Upaya Delapan Desa Cegah Pernikahan Dini di Kebumen, Jawa Tengah

Terlalu banyaknya dampak buruk pernikahan di usia anak sangat dipahami warga desa di Kebumen, Jawa Tengah. Mereka serempak kampanyekan anti nikah dini, bahkan menolak UU Perkawinan. 

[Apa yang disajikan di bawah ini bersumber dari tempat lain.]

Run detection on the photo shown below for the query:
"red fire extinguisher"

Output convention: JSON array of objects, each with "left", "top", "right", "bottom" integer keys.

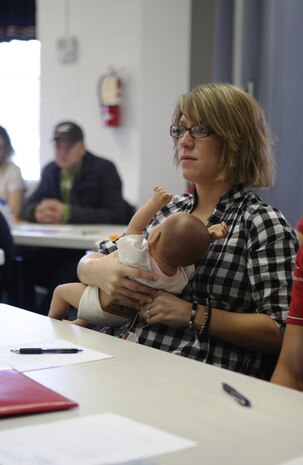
[{"left": 98, "top": 70, "right": 122, "bottom": 127}]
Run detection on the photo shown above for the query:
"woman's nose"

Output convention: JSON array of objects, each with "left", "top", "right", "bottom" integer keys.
[{"left": 179, "top": 130, "right": 194, "bottom": 147}]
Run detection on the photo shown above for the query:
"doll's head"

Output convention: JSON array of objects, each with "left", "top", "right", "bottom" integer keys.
[{"left": 148, "top": 212, "right": 210, "bottom": 268}]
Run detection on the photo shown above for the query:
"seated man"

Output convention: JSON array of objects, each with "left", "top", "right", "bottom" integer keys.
[
  {"left": 21, "top": 121, "right": 132, "bottom": 225},
  {"left": 271, "top": 244, "right": 303, "bottom": 391},
  {"left": 19, "top": 121, "right": 134, "bottom": 315}
]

BERKELOK dan harus penuh kesabaran me nuju Desa Panimbun, Kebumen ini. Badan jalan cukup sempit tak cukup dilalui dua ken daraan mobil. Kondisi jalannya pun cukup licin, terutama pada bagian perbukitan. Tampak sebagian bukit dipenuhi pohon pinus yang sudah tua. Berdiri tegak, rapi layaknya barisan prajurit. Sebagian lain karakter hutan tropis dengan tanaman perdu. Butuh ekstra waspada, karena dinding bukit itu kerap longsor sewaktu-waktu. ’’Musim penghujan seperti ini jadi hambatan bagi kami warga desa.
Sebagian tanah bukit sering kali ambruk menutup jalan,’’ ujar Yanto, warga desa Panimbun yang menjadi guide perjalanan. 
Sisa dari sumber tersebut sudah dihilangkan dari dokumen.